Objectives.  To provide updated information on the role of botulinum toxins in the treatment of refractory pain based on prospective, randomized, double-blind, placebo-controlled studies.

Design of the Review.  Class I and class II articles were searched online through PubMed (1966 to the end of January 2011) and OvidSP including ahead-of-print manuscripts.
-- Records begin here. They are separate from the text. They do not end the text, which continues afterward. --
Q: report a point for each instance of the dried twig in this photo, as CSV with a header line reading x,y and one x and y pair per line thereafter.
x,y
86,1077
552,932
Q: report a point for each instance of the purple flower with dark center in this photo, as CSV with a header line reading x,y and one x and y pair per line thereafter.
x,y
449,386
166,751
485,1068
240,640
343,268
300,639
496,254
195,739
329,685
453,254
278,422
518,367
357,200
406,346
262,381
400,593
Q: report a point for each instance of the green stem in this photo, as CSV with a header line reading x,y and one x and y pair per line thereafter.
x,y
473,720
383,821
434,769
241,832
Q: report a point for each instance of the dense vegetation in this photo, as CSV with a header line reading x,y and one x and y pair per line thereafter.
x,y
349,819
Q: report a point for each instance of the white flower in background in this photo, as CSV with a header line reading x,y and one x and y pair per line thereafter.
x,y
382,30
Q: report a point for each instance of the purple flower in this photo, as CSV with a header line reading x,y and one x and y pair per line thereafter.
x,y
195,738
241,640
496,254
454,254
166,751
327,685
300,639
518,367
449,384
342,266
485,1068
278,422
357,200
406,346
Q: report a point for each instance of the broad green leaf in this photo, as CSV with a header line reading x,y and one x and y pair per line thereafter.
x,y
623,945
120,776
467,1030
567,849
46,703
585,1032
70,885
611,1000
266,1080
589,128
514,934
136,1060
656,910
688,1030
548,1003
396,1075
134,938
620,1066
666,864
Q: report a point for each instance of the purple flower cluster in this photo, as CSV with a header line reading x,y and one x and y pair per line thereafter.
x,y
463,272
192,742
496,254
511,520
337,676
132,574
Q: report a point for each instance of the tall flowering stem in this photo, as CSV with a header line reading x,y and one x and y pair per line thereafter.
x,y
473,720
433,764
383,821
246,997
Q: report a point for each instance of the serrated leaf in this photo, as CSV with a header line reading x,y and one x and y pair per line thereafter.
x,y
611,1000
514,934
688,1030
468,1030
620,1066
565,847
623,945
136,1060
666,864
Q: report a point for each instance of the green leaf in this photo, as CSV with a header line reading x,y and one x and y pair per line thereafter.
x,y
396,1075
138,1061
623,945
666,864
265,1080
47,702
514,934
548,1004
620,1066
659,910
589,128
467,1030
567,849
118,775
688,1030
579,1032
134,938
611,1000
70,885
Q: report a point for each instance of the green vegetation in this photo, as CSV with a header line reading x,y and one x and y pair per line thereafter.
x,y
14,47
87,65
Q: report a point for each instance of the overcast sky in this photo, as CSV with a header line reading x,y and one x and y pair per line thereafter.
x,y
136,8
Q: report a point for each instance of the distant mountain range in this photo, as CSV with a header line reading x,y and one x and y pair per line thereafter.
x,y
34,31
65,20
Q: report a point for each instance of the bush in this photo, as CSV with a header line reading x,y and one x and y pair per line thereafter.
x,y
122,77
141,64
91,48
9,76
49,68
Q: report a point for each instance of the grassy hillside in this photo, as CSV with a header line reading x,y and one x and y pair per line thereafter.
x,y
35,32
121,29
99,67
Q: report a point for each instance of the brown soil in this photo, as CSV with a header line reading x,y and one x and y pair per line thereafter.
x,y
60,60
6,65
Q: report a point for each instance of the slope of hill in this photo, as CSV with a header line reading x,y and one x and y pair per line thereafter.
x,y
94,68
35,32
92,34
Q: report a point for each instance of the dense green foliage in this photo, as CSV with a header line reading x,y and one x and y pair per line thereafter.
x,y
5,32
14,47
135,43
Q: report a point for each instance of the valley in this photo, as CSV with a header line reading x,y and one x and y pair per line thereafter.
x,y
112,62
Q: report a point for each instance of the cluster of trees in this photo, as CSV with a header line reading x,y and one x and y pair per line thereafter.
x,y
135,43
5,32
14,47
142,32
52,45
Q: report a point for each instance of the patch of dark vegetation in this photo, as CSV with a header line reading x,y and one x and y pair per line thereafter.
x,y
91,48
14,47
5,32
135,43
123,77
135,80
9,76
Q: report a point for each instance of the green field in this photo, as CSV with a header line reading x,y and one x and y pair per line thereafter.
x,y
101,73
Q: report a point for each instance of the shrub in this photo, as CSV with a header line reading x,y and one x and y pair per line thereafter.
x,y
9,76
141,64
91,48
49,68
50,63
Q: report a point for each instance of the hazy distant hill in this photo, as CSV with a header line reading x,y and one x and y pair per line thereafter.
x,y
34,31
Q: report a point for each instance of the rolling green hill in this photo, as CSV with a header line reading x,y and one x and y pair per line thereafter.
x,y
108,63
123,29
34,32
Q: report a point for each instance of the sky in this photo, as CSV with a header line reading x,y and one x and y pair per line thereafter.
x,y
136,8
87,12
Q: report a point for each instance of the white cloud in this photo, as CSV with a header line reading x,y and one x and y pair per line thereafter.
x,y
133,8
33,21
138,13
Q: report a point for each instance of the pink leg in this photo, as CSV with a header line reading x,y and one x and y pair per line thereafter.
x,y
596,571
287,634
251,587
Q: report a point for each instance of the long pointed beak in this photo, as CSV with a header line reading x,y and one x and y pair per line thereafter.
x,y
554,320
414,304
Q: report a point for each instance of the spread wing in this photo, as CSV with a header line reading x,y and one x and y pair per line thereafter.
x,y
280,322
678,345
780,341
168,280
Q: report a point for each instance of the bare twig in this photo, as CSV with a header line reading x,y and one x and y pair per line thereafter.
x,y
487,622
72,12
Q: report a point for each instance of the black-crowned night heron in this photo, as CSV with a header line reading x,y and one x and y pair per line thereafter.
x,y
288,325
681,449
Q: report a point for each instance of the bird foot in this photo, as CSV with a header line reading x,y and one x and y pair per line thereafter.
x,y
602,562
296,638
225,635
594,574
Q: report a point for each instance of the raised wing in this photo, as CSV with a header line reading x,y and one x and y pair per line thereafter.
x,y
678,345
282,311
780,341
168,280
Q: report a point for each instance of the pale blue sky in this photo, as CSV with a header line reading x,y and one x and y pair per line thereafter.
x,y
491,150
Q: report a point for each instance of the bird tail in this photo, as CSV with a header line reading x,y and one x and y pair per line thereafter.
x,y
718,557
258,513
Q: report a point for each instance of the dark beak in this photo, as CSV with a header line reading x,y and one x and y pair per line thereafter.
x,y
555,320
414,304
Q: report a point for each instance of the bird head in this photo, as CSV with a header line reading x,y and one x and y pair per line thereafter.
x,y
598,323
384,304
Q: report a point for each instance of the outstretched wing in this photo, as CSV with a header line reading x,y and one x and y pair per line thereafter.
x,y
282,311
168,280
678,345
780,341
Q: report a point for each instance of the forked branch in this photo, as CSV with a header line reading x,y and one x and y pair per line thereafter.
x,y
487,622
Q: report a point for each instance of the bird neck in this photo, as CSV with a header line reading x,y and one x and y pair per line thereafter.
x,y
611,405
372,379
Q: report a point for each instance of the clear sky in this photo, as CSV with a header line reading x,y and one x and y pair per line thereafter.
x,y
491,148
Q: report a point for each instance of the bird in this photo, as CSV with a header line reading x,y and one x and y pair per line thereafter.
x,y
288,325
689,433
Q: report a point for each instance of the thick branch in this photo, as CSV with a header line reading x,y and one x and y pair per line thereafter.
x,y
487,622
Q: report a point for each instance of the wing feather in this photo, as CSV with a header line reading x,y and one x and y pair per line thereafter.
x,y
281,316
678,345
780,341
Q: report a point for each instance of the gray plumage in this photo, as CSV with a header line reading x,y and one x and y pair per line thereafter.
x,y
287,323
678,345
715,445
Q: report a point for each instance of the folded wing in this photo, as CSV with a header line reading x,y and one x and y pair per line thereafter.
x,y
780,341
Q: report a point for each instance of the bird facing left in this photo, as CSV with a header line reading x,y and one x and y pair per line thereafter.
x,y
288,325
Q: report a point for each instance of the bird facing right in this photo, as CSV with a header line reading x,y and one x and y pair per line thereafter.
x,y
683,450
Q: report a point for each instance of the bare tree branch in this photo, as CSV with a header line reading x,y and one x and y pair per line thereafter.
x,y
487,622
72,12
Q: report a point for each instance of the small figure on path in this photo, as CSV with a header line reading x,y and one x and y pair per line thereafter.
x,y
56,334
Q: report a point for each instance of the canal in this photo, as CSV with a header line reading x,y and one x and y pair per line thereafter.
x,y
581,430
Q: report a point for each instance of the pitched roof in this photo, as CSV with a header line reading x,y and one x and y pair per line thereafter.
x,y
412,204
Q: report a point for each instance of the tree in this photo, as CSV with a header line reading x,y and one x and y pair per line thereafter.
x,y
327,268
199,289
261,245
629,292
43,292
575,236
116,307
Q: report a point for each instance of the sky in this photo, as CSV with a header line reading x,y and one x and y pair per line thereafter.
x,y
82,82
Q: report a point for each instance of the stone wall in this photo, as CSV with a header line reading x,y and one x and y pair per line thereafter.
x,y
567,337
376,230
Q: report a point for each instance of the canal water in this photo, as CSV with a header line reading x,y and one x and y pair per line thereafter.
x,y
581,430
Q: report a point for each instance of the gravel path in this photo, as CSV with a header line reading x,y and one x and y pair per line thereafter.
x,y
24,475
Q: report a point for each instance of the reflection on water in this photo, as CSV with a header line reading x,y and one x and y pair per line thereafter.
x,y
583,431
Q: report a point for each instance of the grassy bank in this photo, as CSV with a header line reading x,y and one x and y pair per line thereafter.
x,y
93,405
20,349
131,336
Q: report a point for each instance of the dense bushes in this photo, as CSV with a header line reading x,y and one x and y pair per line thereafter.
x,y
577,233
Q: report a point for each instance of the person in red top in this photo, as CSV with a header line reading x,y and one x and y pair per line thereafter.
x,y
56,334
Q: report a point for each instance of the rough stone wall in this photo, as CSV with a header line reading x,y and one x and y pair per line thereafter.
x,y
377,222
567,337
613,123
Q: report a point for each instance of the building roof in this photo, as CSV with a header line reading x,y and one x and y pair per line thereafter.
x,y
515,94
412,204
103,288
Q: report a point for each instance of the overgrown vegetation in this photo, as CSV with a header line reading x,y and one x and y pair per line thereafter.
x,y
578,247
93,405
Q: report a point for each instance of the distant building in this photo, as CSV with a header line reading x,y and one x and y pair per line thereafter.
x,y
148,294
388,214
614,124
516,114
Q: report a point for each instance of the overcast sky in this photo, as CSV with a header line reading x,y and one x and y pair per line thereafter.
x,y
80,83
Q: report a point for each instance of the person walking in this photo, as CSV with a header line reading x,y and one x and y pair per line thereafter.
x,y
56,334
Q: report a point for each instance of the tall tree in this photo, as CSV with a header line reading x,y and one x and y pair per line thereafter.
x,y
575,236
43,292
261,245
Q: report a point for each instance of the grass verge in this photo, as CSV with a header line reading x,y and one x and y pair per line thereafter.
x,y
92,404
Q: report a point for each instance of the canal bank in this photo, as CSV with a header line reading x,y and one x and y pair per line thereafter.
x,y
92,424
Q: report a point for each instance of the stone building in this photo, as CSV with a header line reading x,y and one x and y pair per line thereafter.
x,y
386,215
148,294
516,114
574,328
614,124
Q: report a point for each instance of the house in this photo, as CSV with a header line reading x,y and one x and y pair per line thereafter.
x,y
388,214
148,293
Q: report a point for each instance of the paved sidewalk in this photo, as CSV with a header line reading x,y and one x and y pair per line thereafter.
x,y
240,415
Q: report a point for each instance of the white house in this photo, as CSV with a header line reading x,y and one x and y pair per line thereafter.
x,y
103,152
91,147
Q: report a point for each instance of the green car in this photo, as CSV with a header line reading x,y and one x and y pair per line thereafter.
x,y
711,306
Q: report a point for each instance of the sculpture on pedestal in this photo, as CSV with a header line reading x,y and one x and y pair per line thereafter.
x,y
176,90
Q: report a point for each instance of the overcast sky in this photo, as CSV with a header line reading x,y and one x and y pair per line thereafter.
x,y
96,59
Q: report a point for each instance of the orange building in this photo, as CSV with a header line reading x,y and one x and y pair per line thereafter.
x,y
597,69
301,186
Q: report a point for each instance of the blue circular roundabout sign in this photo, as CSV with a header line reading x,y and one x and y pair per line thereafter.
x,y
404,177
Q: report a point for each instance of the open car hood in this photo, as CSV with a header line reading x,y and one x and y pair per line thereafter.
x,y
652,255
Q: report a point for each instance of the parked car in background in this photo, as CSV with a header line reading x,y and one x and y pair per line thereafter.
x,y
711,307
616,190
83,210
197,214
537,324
Results.  Level A evidence (two or more class I studies—established efficacy): pain of cervical dystonia, chronic migraine, and chronic lateral epicondylitis. Level B evidence (one class I or two class II studies—probably effective and recommended): post-herpetic neuralgia, post-traumatic neuralgia, pain of plantar fasciitis, piriformis syndrome, and pain in total knee arthroplasty. Level C evidence (one class II study—possibly effective, may be used at discretion of clinician): allodynia of diabetic neuropathy, chronic low back pain, painful knee osteoarthritis, anterior knee pain with vastus lateralis imbalance, pelvic pain, post-operative pain in children with cerebral palsy after adductor hip release surgery, post-operative pain after mastectomy, and sphincter spasms and pain after hemorrhoidectomy. Level U evidence (efficacy not proven due to diverse class I and II results): myofascial pain syndrome and chronic daily headaches. Studies in episodic migraine and tension headaches have shown treatment failure (level A—negative).

Conclusion.  Evidence-based data indicate that administration of botulinum toxin in several human conditions can alleviate refractory pain. The problems with some study designs and toxin dosage are critically reviewed.